Two senior figures in the last Iraqi government are also regular visitors to London, where their families live. Ibrahim al-Jaafari, the former prime minister, recently returned to be with his family in Wembley. Laith Kubba, his former spokesman, divides his time between his home in Kensal Rise, northwest London, and at a think-tank in Washington.
“I share the view that the atmosphere is impossible. You have to be a thug to survive in Iraqi politics today,” he said, adding that he was prepared to return to Baghdad if asked by the Government.
The departure of the politicians has angered ordinary Iraqis. Shamel Bassem, 28, owner of a mobile-phone shop, said: “These are not Iraqis. They already have another nationality,” he said. “All their properties are in the European countries, the Gulf and Jordan.”

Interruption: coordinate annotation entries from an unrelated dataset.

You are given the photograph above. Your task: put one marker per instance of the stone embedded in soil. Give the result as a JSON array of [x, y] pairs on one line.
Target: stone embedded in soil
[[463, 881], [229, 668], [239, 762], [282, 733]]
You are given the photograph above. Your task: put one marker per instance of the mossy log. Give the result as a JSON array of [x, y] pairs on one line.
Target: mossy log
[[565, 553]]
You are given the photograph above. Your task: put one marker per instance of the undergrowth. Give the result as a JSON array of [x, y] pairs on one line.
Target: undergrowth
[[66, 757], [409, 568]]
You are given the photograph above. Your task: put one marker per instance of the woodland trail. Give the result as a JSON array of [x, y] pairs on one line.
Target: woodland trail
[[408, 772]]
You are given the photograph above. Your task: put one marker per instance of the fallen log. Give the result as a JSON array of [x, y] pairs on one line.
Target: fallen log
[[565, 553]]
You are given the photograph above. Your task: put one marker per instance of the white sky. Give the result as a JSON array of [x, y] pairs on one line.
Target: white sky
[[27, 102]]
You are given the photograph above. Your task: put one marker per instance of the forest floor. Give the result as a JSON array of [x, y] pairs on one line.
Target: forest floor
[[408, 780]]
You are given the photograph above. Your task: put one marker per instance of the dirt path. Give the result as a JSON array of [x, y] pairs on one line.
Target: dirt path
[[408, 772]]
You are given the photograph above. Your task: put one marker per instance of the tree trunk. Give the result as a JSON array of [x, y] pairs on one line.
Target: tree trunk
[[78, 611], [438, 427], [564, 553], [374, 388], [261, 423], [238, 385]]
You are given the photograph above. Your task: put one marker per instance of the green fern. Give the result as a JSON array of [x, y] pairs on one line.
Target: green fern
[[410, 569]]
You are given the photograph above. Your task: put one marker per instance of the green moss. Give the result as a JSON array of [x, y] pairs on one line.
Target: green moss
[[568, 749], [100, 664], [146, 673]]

Salam Maahini, 36, a computer engineer, heaped scorn on the exiles. “All of them are mercenaries who rode in on the American tanks, and they will leave with them. Where are Iyad Allawi’s ministers?”
Ahmad Chalabi, once the most forceful advocate of invading Iraq, spent the summer at his Mayfair home, but has now returned to Baghdad. “All those who worked for liberation should be here in Iraq. It is important to feel the pulse, to be with the people,” he said from his home in the Hurriya, a dangerous district of Baghdad.